How Marketers Can Deliver on Privacy Without Compromising on Performance
Finding the Right Balance with Experimentation-based Measurement
In the first ten years of the new millennium, as internet users grew from millions to billions worldwide, the rapid adoption of digital marketing ushered in the rise of personalization. User-level targeting spawned thousands of adtech startups and fueled the meteoric rise of Programmatic Advertising. Behavioral data about users got broadcasted around the internet in search of any marketers willing to spend advertising dollars to drive demand for their product.
The Impossible Balance
At its core, data-driven targeting still represents a force of significant economic good – find the demand for your product in any corner of the world, reduce transaction costs, and grow your business efficiently. The importance of this technology for small and emerging B2C brands cannot be understated.
Even Amazon was a small B2C brand in the early 2000s and grew in their early years because they had a superpower in harvesting demand from long-tail Google PPC keywords.
As with any force capable of this much economic impact, there are collateral effects. Consumers have raised concerns that they are spooked by how we are using their data. Even if it means exposure to more relevant content, consumers are wary of their identity and information being passed around the internet to be used by brands to push products. A global effort to reform how companies collect and use what they know about consumers has resulted in new regulations and increasing limitations put on the use of third-party data.
Publishers want to respect consumers’ privacy but enabling marketers to surgically target potential customers is an effective way to monetize their platforms. As for marketers, granular measurement of media performance provides invaluable insight for future investment decisions. It presents a significant challenge to balance the needs of all parties involved.
Studying the dynamics of this privacy versus performance dilemma, some interesting observations can be made to reveal a potential way forward.
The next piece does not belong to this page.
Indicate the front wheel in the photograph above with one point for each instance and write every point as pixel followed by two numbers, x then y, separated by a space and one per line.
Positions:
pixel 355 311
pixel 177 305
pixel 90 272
Studies show that consumers accept the value exchange in being served personalized advertising when they are on the publisher’s platform, consuming the publisher’s content, just not anywhere else on the internet. By corollary, publishers have permission to target the consumer on their owned and operated properties, based on signals they have gathered through the use of their site (first-party data).
Marketers generally make investment decisions at the audience cohort, tactic and ad set level, not really at the consumer-level.
User-level measurement is not actually necessary to gain an accurate insight into media performance and make informed decisions about budget allocation. A look at how search bidding platforms have operated for the past 20 years or how Facebook buying platforms operate today reveals the potential to obtain the elusive balance between privacy, targeting and performance measurement.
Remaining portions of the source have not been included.